Depuis une quinzaine d’années, l’étude des systèmes complexes a fait de grands progrès tant du point de vue des méthodes que de la formalisation. Le champ des applications touche des champs aussi variés que la physique, la biologie, les sciences cognitives ou les sciences sociales. L’approche politique et l’approche scientifique semblent a priori éloignées mais elles convergent sur l’intérêt de prendre en compte un objet nouveau : la complexité des systèmes. Un système complexe peut être défini comme un système composé de nombreux éléments interagissant de manière dynamique. Ces systèmes font émerger des propriétés nouvelles non observables au niveau des éléments constitutifs, par une dynamique difficilement prédictible et rendent vaine toute analyse en sous-systèmes plus simples.

Le droit tente d’y apporter des solutions normatives de simplification mais les théories dynamiques suggèrent que cette complexité doit être traitée comme telle, avec des modèles appropriés.

Nous avons mené une première recherche sur ces questions dans le cadre de l’ACI « Systèmes complexes en SHS » (2004-2007)2 et noué des liens entre Science du droit et complexité lors d’une Ecole sur Droit et systèmes complexes à Berder ( 2005) qui a réuni des chercheurs et doctorants dans les deux disciplines. Plusieurs thèses en sont issues.

Le Cersa a développé des réseaux connexionnistes appliqués à la décision judiciaire et administrative (NEUROLEX). Nous avons invité des spécialistes comme le Professor John Zeleznikow sur la médiation assistée par ordinateur. Nous avons obtenu des résultats sur la visualisation de la complexité du droit qui ont été présentés lors de conférences internationales (JURIX 2008, 2009 ; ICAIL 2007, 2009, Digital State 2008, Berlin).

Actuellement les recherches sur les systèmes complexes se développent au niveau international du point en vue de la modélisation et en vue d’applications.
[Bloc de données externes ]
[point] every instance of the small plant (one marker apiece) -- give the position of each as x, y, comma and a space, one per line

Parmi les domaines privilégiés, le droit comme réseau de normes en évolution et en interaction est un domaine de plus en plus étudié du point de vue du traitement du langage naturel ou de la documentation. De même les politiques publiques (politiques pénales ou criminelles par exemple en Belgique et aux Pays bas) deviennent un sujet à part entière dans la mesure où les politiques dites « linéaires » ne semblent pas prendre en compte la complexité des réseaux d’acteurs impliqués par un système de normes. La complexité est à la source de nombreux effets inattendus secondaires voire pervers parce que la complexité des interactions n’a pas été prise en compte.
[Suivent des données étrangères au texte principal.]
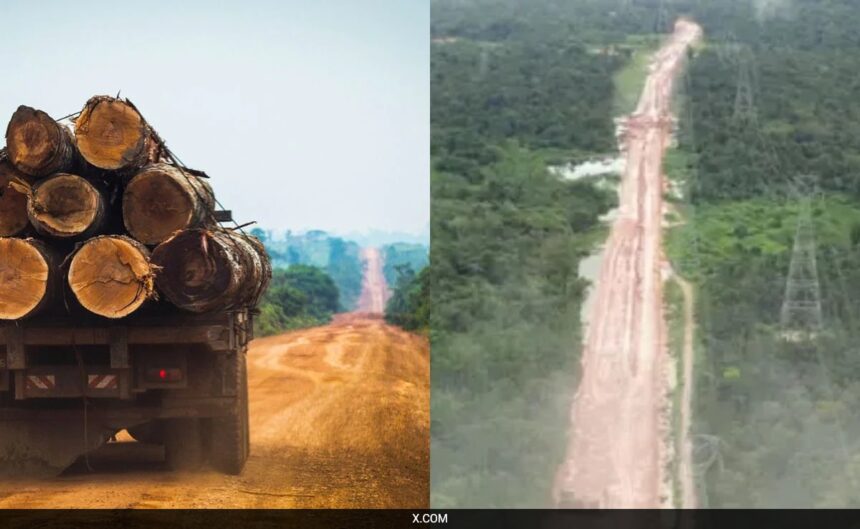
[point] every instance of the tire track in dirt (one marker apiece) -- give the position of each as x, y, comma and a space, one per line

1 Directive 2008/52/EC of the European Parliament and of the Council of 21 May 2008 on certain aspects of mediation in civil and commercial matters.
2 « Emergence, évolution et complexité de la jurisprudence ; essai de modélisation du Droit » (COMP-LEX) sélectionné par le Conseil scientifique de l’Action concertée incitative (ACI) « Systèmes complexes en SHS » (Direction de la Recherche du Ministère délégué de la recherche et des nouvelles technologies) resp. Danièle Bourcier avec Jean Sallantin, Paul Bourgine.